Grand Master B said:


> look, i didn't mean to offend u and u didn't have to come at me like the way u did. all i'm saying is that some people are overly sensitive to the littlest of things. i wish more people would focus on thriving in life than just surviving. stuff like this happens all the time. move on...and no u can't bend ur will onto everyone to think & act the way u want them to. that's crazy.


You didn't offend me, no worries.

I'm sorry if it seems like I'm coming at you?

I just think that you should be able to conduct business the way you want as independent contractors because even when i was in retail, and I was only an employee not the owner, I wouldn't allow anyone to treat me like that.

And the fact that you're okay with it, to me, is sad.

To me, that's just surviving. Not thriving. You don't want to "rock the boat". Even if it's just a simple, nope, that's not cool. And again, in OP's example, he was acting perfectly reasonable in my opinion and it's folks who think it's okay, those who say to be "thicker" skin, allowing this type of behavior to slide..that's making it a norm when it shouldn't be.

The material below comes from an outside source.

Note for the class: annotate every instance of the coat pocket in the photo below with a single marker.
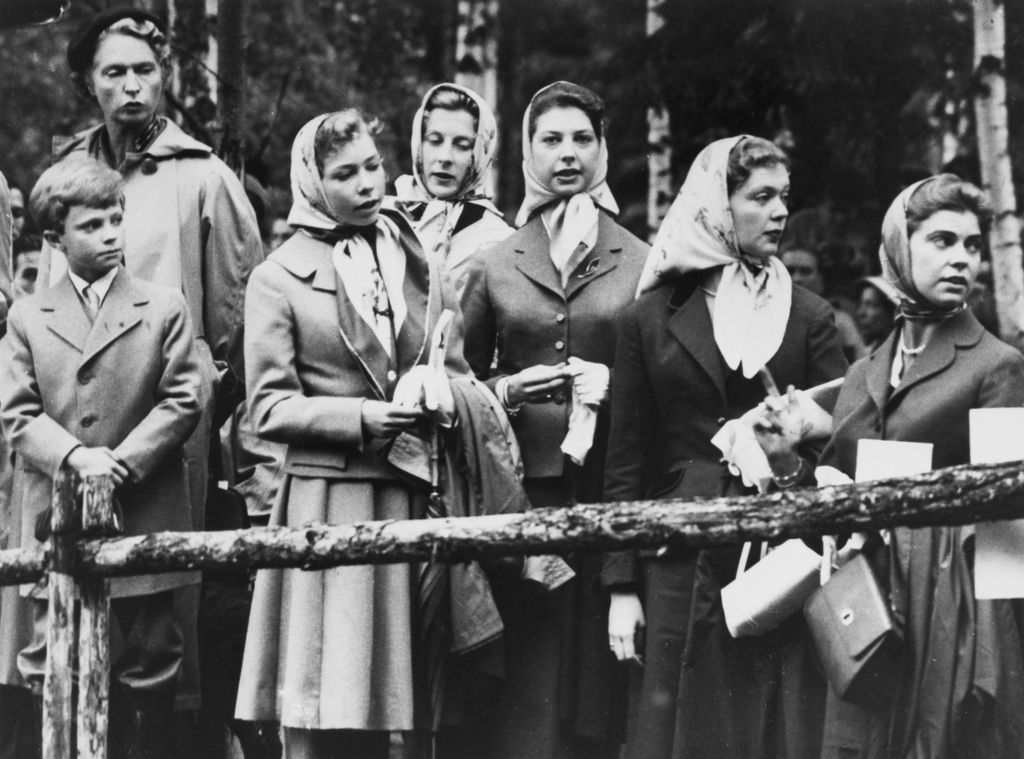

Again, it's not doing anything extreme like I explained in my post, it's merely letting her know she can find another driver. That will make her think twice about doing something like that. I've been there. I used to go "that's so gay" until someone told me politely but firmly how that's not acceptable. It's okay to voice your opinion and have a stance, and not be labeled "thin skin" just because of that.


----------



## Grand Master B (Jun 5, 2017)

sellkatsell44 said:


> You didn't offend me, no worries.
> 
> I'm sorry if it seems like I'm coming at you?
> 
> ...


i didn't say i was ok with it, just accept for what it is. it's never going away, u can't change the world nor certain human behavior so why waste time and energy that'll produce little to no result? ur best bet is to work on yourself and become a success in life. come on, we're talking about normal, law abiding people making non threatening comments. the world is filled with murders & rapists and yet much of people's focus is on the former group? that's silly, no that's detrimental to society. we should go after things that can really hurt people...and no i'm not referring to feelings.


----------



## SadUber (Jun 8, 2017)

I'm sometimes amazed by the racism and ignorant comments that some pax say sometimes. Several weeks ago, I was giving an older man a ride in Minneapolis. We came to a street where there was a family of Africans wearing their Muslim costumes. 
The old guy said "Look at those them! Those people just need to GROW UP!"

I just shook my head.


----------



## Jbrow104 (Sep 19, 2016)

I wouldn't have kicked them out but I can't say it's an overreaction for you. If u don't want people in your car like that that's your decision. I picked up 3 air force people 2 guys 1 girl. Very drunk. The men especially 1 of them was yelling at the woman. It was supposed to be "joking" calling her a soulless witch and numerous slang terms for vagina. It was very annoying but I got them to their destination safely.


----------



## Uberingdude (May 29, 2017)

Jbrow104 said:


> I wouldn't have kicked them out but I can't say it's an overreaction for you. If u don't want people in your car like that that's your decision. I picked up 3 air force people 2 guys 1 girl. Very drunk. The men especially 1 of them was yelling at the woman. It was supposed to be "joking" calling her a soulless witch and numerous slang terms for vagina. It was very annoying but I got them to their destination safely.


What did the woman say?


----------



## Kembolicous (May 31, 2016)

Nick781 said:


> I turned on the app and put the destination filter towards Boston. I got a ping to a upscale suburb with a girl's name with a rating of 4.63. I head there and than already loud and obnoxious they enter my car. One girl goes "No abla englas" and such... I went a few hundred feet and I was like "Is that supposed to be funny...." and than "It's not funny"... than I told them to get out and they said why but ten seconds later left. The name I use sounds Spanish so people think I'm Spanish even though I'm really not. I've had a few ask but I'm sick of people like this who think this is okay... What gives you the right to mock someone or make comments on their person that you don't even know? These girls looked young anywhere from 18-22, I can't tell if younger but they were headed to Boston around 11pm so had to be older than 18. No way I was going on a 25 minute trip with them coming in my car like this. I am glad I finally put stuff like this to a stop.
> 
> This happened before when I picked up 4 people from a bar they were early 20s and one of them made a comment trying to be funny saying we met in a certain country... even though it wasn't the one but close lol. Anyway the point is this is discriminatory and it gets offensive. My family are immigrants even though I was born and raised here and yes I've gotten jokes and stuff from people I know but I don't like people I don't know saying crap. Especially with all the racial shit going on it makes me offended even more.
> 
> I put in a poll to see if people agree with how I reacted or not. I can over analyze things just want some feedback on this situation because it pissed me off.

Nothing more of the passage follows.